La Butte à Mathieu: les mythiques débuts de la chanson québécoise à Val-David

La chanson canadienne s’est décoincée dans les années 1960 pour se transformer en chanson québécoise. Cette dernière trouve dans les boîtes à chansons son principal lieu d’expression. De toutes les boîtes qui poussent un peu partout au Québec, la plus connue est la Butte à Mathieu à Val-David.

Il existe beaucoup d’écrits, dont un livre très complet, fruit d’une collaboration entre Sylvain Rivière et Gilles Mathieu lui-même (VLB, 2010), ainsi que de nombreux reportages télévisuels portant sur l’histoire de la Butte. Nous ne tenterons donc pas ici de réécrire l’histoire, mais plutôt de faire le tour des références sur le sujet. Le lecteur pourra donc fait une idée de cette époque charnière dans l’histoire du Québec et, surtout, dans le développement du village de Val-David.

Vous trouverez les références et hyperliens au fil du présent texte et à la fin. Mentionnons quand même quelques informations pertinentes pour situer le phénomène de la Butte à Mathieu.

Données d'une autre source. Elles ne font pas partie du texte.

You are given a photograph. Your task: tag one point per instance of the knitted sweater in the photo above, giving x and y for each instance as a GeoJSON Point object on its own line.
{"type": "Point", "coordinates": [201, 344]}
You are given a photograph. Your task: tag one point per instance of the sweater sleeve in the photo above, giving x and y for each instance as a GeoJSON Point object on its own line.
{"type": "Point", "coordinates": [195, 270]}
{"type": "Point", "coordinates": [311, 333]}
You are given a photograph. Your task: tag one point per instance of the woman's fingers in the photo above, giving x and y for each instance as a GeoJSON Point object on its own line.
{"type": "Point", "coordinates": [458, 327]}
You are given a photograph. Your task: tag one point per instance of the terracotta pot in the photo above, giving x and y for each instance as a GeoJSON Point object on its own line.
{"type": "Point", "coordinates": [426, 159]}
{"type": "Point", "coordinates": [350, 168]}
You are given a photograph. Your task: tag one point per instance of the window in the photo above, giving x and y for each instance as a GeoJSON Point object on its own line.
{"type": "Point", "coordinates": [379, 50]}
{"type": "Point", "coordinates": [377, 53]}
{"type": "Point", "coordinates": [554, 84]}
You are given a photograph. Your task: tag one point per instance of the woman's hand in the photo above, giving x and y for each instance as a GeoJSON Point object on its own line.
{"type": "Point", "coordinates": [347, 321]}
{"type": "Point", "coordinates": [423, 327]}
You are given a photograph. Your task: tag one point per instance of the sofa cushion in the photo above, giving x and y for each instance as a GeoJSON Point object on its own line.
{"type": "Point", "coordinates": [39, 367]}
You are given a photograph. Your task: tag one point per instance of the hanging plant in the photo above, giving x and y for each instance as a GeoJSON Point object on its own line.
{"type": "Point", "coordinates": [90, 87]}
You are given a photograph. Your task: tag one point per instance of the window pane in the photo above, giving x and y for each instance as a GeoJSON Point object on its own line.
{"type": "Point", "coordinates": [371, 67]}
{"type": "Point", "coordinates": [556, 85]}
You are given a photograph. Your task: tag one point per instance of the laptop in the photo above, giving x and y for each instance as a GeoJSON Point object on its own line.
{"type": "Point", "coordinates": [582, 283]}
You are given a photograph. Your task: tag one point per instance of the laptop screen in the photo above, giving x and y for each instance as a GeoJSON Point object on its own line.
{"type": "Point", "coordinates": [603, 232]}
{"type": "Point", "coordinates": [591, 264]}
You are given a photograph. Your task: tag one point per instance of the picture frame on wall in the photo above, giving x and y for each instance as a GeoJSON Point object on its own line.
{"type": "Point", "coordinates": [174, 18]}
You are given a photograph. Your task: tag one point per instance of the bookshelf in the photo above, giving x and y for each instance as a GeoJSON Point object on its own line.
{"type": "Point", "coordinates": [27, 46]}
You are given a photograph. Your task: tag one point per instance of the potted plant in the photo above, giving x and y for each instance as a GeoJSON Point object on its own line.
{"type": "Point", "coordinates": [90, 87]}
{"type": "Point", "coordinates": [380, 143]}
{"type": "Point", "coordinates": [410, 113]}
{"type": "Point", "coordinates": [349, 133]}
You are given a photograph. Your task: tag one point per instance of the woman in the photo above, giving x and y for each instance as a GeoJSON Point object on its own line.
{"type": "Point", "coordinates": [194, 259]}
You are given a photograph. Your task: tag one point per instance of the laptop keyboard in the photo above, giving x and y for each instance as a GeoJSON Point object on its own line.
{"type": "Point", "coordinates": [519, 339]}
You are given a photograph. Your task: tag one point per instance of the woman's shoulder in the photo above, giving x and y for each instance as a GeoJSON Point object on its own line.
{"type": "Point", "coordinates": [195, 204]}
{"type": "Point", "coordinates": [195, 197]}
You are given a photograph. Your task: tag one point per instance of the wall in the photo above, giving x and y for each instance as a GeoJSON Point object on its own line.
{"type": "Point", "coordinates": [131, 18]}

C’est en 1959 que Gilles Mathieu, influencé par ce qu’il a vu à Montréal avec la Boîte chez Bozo, convertit un ancien poulailler en petite salle de spectacle. Tout est à faire! Avec l’aide de chansonniers, il transforme les lieux en salle de spectacle. Invité à habiter la maison de Gilles Mathieu, Claude Gauthier (qui vient de Lac-Saguay) devient un personnage important au début de la «première» Butte.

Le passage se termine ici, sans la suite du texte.